Pocket PC based PDAs have incorporated microphones that can allow the user to use voice command recognition software. Currently PDAs do not have the processing power required to accomplish speech recognition. Speech recognition is, when any text can be entered into a computer by dictation (the speech is recognised and the text is entered into the document).

Pocket PC PDAs can however be used with voice command recognition. This can either be, when simple commands i.e. with a limited recognition vocabulary or, a string of commands (a command with recognised variables e.g. read > next item) are entered into the PDA.

Voice recognition programs are either "speaker dependent" or "speaker independent." The speaker-dependent programs adjust to the way you speak, which requires a training process. Speaker-dependent programs tend to be smaller, faster, and more accurate than speaker-independent programs. The speaker-independent programs attempt to recognise anyone's speech, without having been trained beforehand.

Most voice recognition software allow the user to retrieve and display appointments, tasks and events. Look up contacts and perform basic navigation commands such as read "next"

Voice recognition is limited on current Palm based PDAs.

The Pocket PC operating system does not generally come with voice recognition . However some models such as the HP IPaqs come with a speech recognition engine (IBM ViaVoice comes with the IPaqs).

 

Why would a User want Voice Recognition?

Voice recognition can be useful in controlling the basic PIM functions of a PDA, "hands-free". This might be useful to a user with a manual dexterity problem or a mobility problem.

Pocket PC Software

There are a various text-to-speech engines and voice recognition engines available to developers, but only some have been produced into user-friendly applications.

The following three voice recognition software applications are available for Pocket PC operating systems. However due to the time consuming nature of their evaluation only the manufacturer links are listed.

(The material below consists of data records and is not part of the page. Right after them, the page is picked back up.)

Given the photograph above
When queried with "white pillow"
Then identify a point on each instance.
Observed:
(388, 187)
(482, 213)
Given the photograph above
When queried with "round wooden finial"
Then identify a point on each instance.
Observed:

Fonix iSpeak for Pocket PC

This application allows the user to use true text-to-speech. The user can use the software to read Email text and text files. The speech engine includes two good quality human-like voices that include inflections, intonations, and pauses. There is also a choice of nine other voices which take much less space but have a much more synthesised sound. The application is operated from a simple to use interface that lists all the text files,mp3 files and Email headers. The only limiting factor is that when playing a text file or Email the content may not be viewed within the application at the same time. The software also allows text-to-speech with Word for reviewing words and sentences as they are typed. The software also includes a useful clipboard reader that reads aloud the contents of the clickboard.

Fonix VoiceAlert

This application is a combination of basic text-to-speech and voice recognition. It includes a digital clock that announces the current time in quarter, half, or full-hour increments. VoiceAlert automatically speaks both the time and your upcoming appointments, events and tasks. Fonix VoiceAlert automatically retrieves information entered into the calendar, tasks, and the "to do" lists on the Pocket PC. The program then speaks details aloud as an individual event time approaches. It includes Fonix Voice Central Lite, which can be trained to recognise simple commands such as "Pocket Word," or "Calendar," which take you directly to the desired application or task without having to click through several menus with the stylus.

 

Symbolic Communication software

Pocket WinSpeak

This is a symbolic communications package that is very similar to the desktop version of WinSpeak . Symbols are selected and the corresponding text or phrases are spoken aloud. It uses symbols and letters to build sentences of any length with captioned DECtalk speech or recorded messages. The cell icons can use digital photos and scanned images as well as various symbols. Up to 1,000 grids may be stored on a memory card. The system works with prestored vocabularies such as Ingfield Dynamic Vocabularies (Levels A and B).